With all our sophisticated knowledge of non-verbal communication and the deconstruction of language, we sometimes lose our ability to know when to listen to what people are trying to say and when to probe deeper.

When Timonthy McVeigh said he blew up the federal office building in Oklahoma City in 1995 because the federal government had overstepped its powers when it attacked Randy Weaver at Ruby Ridge, Idaho, in 1992, he believed what he said. Many of the people who use their web sites as journals of self-loathing are trying to understand themselves.
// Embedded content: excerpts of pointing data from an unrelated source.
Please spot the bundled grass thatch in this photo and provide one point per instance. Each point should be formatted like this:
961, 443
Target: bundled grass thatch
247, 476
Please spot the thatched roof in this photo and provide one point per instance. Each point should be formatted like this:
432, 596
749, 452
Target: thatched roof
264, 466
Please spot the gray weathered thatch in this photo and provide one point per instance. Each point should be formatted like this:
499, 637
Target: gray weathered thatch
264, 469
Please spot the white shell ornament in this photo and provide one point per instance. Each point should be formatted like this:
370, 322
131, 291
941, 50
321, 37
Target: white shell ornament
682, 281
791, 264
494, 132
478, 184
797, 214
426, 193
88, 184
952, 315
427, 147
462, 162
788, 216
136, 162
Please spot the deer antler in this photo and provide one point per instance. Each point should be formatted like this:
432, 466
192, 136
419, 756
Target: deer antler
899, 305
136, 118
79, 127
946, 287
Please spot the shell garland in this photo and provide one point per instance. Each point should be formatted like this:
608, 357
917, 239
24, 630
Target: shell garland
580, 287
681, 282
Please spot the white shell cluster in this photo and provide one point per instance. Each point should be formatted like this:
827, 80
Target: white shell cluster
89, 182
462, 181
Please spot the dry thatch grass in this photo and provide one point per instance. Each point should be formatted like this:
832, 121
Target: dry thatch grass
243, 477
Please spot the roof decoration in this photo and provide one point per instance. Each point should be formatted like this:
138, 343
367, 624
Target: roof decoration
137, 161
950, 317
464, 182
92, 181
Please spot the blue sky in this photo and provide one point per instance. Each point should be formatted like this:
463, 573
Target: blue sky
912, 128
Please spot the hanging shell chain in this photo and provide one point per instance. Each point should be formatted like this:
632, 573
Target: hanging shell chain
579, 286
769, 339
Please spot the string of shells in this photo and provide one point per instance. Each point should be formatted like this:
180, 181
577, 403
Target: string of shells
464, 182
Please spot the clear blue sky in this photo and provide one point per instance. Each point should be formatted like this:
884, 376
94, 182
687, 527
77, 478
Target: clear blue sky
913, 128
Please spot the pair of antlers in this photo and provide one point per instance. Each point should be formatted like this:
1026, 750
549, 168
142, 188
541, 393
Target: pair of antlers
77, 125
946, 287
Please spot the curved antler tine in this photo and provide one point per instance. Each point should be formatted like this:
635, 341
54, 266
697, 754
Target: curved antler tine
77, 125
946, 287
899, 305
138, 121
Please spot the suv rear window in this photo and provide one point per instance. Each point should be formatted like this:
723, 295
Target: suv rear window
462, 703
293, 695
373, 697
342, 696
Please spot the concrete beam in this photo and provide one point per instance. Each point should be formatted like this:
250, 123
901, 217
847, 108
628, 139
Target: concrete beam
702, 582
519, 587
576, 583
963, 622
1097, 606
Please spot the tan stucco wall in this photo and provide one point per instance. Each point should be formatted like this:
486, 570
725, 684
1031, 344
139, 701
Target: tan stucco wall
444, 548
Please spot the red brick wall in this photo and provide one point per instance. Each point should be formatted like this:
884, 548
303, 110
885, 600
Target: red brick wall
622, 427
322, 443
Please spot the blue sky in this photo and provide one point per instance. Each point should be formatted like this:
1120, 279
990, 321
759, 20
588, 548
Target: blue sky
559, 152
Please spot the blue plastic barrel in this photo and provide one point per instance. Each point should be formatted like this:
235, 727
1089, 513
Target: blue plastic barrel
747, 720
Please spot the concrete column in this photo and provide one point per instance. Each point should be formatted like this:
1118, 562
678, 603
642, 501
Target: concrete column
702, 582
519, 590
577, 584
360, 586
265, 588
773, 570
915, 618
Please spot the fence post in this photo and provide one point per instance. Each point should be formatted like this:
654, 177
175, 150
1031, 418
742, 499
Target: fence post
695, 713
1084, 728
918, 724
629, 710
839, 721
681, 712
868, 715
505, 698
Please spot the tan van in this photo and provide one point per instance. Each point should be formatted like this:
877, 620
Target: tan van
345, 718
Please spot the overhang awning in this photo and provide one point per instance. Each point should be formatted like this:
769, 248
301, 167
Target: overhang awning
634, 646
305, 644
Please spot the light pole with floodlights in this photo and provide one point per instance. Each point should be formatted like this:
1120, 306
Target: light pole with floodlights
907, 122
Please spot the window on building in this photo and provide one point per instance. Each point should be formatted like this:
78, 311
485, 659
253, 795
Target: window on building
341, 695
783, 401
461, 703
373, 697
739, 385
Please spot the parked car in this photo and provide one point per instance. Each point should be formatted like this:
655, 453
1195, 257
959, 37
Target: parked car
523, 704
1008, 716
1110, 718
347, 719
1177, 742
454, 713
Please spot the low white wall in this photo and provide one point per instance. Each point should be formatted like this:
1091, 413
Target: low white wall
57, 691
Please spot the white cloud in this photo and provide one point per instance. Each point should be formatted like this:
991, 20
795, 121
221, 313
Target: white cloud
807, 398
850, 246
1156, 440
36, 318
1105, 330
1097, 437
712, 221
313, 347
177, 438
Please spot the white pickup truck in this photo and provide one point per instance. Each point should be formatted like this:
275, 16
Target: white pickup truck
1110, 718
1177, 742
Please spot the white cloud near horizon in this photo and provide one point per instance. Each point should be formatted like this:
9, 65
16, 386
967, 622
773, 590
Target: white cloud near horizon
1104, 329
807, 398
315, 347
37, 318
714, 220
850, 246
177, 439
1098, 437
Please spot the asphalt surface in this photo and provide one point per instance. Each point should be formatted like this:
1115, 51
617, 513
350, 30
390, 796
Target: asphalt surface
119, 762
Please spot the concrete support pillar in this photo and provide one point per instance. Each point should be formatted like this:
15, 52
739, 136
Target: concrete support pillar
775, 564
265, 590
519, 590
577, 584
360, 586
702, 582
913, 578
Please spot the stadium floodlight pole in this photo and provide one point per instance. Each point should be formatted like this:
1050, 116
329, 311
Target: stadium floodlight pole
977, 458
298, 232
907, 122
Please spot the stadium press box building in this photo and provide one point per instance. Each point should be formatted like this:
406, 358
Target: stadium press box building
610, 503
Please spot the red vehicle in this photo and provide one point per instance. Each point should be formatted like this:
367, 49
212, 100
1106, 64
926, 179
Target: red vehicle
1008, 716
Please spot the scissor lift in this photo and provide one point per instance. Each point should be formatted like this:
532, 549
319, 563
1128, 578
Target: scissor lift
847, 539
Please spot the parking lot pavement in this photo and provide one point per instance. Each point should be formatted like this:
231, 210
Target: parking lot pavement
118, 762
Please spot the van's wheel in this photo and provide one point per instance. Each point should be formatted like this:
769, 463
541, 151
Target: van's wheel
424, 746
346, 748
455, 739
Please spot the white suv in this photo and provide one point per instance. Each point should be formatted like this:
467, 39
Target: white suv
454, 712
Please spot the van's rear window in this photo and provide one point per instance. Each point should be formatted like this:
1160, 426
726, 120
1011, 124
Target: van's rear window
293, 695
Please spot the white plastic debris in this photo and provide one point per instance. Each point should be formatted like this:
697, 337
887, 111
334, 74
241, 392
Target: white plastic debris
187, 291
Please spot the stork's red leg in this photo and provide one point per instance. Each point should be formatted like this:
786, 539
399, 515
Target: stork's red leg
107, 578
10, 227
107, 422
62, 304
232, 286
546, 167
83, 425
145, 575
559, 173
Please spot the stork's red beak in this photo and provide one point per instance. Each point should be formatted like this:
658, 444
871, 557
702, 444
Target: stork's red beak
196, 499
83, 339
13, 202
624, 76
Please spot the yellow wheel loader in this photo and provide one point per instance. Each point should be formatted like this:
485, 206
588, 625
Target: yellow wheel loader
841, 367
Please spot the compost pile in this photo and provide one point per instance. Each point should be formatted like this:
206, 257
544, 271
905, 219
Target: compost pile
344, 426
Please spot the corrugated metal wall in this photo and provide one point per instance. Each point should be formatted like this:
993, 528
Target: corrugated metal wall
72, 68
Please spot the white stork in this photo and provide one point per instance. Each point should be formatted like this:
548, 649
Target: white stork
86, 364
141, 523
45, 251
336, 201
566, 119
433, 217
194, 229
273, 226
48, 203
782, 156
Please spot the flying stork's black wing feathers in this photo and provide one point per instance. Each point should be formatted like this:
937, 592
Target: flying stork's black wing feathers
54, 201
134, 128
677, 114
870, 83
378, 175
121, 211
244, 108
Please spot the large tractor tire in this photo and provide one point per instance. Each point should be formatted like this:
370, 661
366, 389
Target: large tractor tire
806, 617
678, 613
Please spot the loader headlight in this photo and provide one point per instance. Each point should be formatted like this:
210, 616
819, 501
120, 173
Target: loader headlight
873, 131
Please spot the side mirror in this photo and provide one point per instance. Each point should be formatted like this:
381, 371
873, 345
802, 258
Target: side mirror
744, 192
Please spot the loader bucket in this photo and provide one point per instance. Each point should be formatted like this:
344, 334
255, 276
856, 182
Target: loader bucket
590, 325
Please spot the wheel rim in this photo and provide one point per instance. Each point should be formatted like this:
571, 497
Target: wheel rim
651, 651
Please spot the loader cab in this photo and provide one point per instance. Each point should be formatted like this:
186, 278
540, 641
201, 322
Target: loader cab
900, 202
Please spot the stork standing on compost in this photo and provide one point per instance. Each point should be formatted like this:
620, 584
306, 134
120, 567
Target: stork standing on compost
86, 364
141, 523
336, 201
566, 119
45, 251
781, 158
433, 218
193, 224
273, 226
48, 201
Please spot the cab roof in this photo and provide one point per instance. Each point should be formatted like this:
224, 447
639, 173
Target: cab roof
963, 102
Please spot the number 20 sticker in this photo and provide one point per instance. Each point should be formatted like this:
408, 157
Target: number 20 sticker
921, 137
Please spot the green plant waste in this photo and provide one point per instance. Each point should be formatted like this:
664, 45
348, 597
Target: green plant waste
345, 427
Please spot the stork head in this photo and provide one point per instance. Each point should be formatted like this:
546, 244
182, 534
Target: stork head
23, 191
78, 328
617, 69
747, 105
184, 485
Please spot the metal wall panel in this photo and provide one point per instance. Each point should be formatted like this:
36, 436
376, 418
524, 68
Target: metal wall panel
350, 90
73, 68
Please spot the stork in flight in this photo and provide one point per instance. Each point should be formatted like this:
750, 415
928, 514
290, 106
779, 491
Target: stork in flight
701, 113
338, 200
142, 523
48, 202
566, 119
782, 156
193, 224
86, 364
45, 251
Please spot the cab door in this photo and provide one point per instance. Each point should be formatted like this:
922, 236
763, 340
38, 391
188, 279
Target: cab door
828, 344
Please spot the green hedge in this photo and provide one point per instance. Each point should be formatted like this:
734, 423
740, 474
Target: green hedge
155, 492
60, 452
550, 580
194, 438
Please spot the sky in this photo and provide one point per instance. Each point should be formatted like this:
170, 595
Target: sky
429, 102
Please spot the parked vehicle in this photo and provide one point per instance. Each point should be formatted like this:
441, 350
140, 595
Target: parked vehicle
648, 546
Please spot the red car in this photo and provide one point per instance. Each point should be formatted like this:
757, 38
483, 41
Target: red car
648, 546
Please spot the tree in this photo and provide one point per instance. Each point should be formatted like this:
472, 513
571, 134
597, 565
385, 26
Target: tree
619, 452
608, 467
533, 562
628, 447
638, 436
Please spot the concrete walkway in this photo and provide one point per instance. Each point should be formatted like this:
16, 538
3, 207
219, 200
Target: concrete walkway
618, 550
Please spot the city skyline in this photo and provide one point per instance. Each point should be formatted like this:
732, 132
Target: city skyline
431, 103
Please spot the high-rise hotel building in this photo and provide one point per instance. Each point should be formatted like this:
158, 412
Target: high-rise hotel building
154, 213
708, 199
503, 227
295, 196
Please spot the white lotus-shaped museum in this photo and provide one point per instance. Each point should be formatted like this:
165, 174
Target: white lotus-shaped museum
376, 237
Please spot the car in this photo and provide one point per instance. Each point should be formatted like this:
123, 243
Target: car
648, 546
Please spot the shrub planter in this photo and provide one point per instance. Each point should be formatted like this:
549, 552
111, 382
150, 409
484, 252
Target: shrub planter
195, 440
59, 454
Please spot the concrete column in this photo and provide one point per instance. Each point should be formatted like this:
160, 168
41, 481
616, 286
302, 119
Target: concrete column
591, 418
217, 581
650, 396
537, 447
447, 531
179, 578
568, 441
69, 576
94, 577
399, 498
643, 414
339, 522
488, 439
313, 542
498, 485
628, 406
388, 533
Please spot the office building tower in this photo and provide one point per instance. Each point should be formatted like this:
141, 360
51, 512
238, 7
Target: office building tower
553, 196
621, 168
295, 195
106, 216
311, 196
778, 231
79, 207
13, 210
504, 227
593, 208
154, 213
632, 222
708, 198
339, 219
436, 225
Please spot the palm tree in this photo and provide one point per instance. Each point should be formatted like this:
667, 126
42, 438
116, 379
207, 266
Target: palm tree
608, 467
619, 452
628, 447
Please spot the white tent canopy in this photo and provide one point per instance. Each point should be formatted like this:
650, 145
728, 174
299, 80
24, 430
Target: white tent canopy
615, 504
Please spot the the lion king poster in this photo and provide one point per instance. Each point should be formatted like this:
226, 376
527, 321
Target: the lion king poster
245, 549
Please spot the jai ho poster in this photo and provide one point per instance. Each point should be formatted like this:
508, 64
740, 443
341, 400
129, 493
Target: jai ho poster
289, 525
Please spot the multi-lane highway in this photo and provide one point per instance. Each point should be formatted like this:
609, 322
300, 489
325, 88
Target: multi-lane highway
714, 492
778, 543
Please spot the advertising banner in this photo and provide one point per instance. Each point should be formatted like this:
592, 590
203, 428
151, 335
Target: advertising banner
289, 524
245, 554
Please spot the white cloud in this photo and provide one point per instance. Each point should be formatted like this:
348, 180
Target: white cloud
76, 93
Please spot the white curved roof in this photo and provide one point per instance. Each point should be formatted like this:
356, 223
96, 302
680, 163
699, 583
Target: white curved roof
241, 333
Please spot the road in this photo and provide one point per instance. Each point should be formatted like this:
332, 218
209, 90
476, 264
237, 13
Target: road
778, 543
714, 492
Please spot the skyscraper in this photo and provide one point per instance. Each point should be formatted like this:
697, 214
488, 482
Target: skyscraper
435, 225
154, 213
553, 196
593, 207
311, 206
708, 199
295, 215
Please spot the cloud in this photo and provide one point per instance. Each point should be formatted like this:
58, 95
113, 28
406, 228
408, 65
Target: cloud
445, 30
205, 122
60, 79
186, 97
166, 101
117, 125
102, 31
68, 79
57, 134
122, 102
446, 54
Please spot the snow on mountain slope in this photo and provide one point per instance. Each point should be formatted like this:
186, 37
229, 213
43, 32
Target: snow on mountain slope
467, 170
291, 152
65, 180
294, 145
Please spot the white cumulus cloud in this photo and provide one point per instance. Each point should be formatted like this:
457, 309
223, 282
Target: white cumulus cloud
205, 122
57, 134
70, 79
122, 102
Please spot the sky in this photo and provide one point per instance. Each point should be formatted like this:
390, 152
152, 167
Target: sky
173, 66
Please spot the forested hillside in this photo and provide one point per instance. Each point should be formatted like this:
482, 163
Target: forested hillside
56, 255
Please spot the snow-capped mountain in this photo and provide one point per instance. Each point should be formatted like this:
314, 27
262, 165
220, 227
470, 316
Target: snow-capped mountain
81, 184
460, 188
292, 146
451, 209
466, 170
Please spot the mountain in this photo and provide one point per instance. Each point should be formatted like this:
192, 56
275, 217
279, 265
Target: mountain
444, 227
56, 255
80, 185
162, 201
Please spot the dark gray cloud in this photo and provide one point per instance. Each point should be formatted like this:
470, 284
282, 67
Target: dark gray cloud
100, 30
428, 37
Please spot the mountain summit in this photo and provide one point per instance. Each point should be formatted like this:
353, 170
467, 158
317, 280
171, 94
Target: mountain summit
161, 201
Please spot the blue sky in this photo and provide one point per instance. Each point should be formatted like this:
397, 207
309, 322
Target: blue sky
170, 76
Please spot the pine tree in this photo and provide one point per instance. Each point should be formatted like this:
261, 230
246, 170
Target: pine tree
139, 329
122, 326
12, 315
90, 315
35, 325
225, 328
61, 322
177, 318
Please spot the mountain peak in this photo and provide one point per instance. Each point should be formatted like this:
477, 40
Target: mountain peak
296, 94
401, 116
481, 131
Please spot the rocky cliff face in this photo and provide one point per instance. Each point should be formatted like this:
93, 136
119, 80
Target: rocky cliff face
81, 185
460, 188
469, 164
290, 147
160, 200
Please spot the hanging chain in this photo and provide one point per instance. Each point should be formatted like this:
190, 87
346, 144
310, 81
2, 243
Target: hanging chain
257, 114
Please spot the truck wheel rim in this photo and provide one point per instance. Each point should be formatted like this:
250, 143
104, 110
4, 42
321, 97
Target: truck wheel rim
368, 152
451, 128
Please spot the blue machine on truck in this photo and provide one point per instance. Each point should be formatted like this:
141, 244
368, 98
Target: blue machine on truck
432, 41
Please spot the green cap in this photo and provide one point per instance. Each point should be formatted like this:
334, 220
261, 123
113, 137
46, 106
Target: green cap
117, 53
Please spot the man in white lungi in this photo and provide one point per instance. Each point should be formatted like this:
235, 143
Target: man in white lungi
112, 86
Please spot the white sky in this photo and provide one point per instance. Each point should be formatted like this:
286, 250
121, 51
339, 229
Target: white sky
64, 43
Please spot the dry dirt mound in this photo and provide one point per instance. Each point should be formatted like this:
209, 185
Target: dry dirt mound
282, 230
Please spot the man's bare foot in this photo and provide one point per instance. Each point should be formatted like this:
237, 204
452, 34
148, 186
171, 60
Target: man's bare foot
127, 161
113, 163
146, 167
We would we wise to overcome our Morsberger responses and listen when people are trying to say something we have a hard time understanding.

When what we hear is pure rage it’s harder to listen. If you confronted some people at public rallies who are attacking Obama with accusations of racism they would deny they were bigots because they don’t see genocide as a solution. Their rage is simply looking for an outlet, and they take up whatever slogans are available. As Marshall McLuhan would have said, their medium is their message.

The important social question is why are so many people so angry? Even if you discount those who have been maladjusted since childhood, there is still a great deal of raw emotion floating in the ether. Everyone has a pet theory he or she can trot out - it’s the lack of jobs, it’s the role models of the media, it’s the loss of social mobility and status, it’s jealousy, sexual inadequacy, the abandonment of a religion that confronts human weakness.

My particular hobbyhorse is that we’re back at the corner Twelfth and Clairmount.in Detroit on July 23, 1967, before everyone agreed the cause of urban unrest that summer was racism rather than something structural in our economy.

We’ve now gone through forty years, while the economy has been contracting for uneducated workers, using race to argue about allocating the remaining jobs, and elected a president who made clear he wouldn’t continue the tactics of men like Jeremiah Wright and Jesse Jackson who navigated those treacherous waters.

In a way people are right when they say we are post-racial. It doesn’t mean people are any more tolerant or that Blacks have any more opportunity, but that the rage that fed the urban riots in 1967 has now spread to the general population and cannot be dismissed as bigotry. We are challenged to confront the problems we evaded back then, but like every time a cultural problem is ignored, when we face it again, our tools have devolved, this time when decisions were made to export our manufacturing and devalue our belief in a community supported by taxes.